We come to the point. Here are the businessmen of this country anxious to join with the President, the President anxious to join with them, in complete communion and harmony. There is not the slightest dissatisfaction among those who are the real business. The toilers heretofore seem to have smoothed out their conflicts in the unions and are living together again in harmony, while we stand before the world everywhere with credit undisturbed, with honor conceded, with the very highest degree of commercial grandeur. We are the one and only nation in the world wholly at peace with itself. There are no riots in our land among our people. There are no disturbances among our people from fright or terror. There is no sense of abhorrence or shuddering upon the theory we are on the verge of war. There is nothing that indicates an alliance, or can be, with foreign forces to join with them in controversies they may have with their neighbors in the prospect of war they may have with other nations.
Why should the countrymen in our own land choose to dishonor our own country by discrediting it upon a false basis and holding it up before the world as unworthy of legitimate confidence that attends all business enterprises? Who is it that will profit by this?

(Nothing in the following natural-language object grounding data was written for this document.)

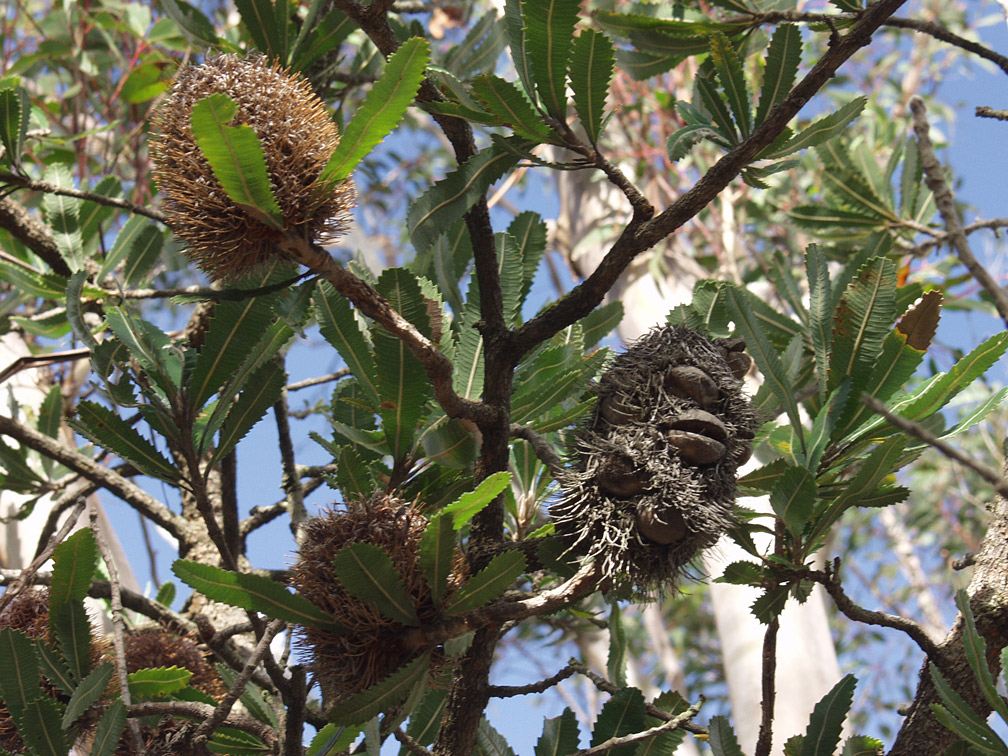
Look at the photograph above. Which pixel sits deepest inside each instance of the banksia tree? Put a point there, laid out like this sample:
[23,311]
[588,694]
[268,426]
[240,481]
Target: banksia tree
[228,238]
[654,483]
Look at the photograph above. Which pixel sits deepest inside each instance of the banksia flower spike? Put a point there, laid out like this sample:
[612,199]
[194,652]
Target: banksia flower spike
[226,239]
[654,481]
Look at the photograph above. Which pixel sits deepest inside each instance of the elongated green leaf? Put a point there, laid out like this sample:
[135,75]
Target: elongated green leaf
[253,592]
[827,721]
[767,360]
[381,697]
[157,682]
[236,156]
[820,131]
[592,60]
[367,573]
[90,690]
[782,58]
[103,426]
[469,505]
[110,728]
[733,82]
[559,736]
[262,392]
[73,568]
[431,213]
[40,728]
[622,714]
[18,671]
[488,584]
[436,553]
[512,107]
[548,33]
[383,108]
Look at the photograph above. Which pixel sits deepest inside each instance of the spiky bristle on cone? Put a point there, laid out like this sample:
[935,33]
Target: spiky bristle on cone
[297,137]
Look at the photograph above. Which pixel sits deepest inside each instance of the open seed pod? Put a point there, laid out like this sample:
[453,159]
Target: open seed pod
[371,646]
[655,472]
[297,137]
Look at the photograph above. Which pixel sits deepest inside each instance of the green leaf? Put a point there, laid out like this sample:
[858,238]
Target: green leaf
[548,33]
[782,58]
[827,721]
[592,60]
[559,736]
[733,81]
[434,211]
[793,498]
[368,574]
[622,714]
[820,131]
[90,690]
[488,584]
[382,110]
[40,730]
[236,157]
[616,664]
[469,505]
[252,592]
[73,568]
[381,697]
[157,682]
[18,671]
[436,554]
[103,426]
[110,729]
[511,107]
[767,360]
[262,392]
[722,737]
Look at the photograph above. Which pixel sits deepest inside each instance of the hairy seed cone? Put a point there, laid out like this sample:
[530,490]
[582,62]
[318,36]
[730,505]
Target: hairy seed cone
[297,137]
[654,481]
[345,663]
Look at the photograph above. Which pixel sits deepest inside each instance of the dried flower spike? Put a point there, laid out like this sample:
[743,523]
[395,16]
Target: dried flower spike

When those gentlemen, whoever they are, which have frightened the poor woman with a small security to have her sell it at a complete loss and robbed the estates of the little possessions which they may have from which income may have been afforded, and then the little-business man shall be compelled to get rid of what he possesses on the ground that what he has is a loss and then induced to enter doubtful investments again, this result will reproduce exactly the situation of 1929-30. Will those people who are the creators of the desecration have been rewarded when they have brought disaster upon their own people, set dishonor upon their own Nation. and brought disgrace upon their own countrymen?
Where are those who are to be called statesmen? Let us give out a word from this honorable body. Those people are deceiving none who have intelligence. They will not be further allowed to mislead those of patriotism. The point is clear, the understanding is evident, that the dishonor behind it is one that has been clearly calculated to result in confusion and embarrassment.
On this floor at this moment, daring to be something of a spokesman for my honorable colleagues on both sides of the Chamber, I announce the time has come when we here reveal these people and now declare to them that this Government will not yield to peculators in their offense nor to speculators in their crime. This is a Government of patriots who will sustain their country by every sacrifice. This is a body which will stand squarely in defense of our country. We insist upon the indulgence and enjoyment of prosperity by its whole people and the patriotism of this Nation to denounce and punish all conspiracy against the people and the Nation of America.
I thank the Senate for allowing me to break into the debate at this time. [Applause on the floor.]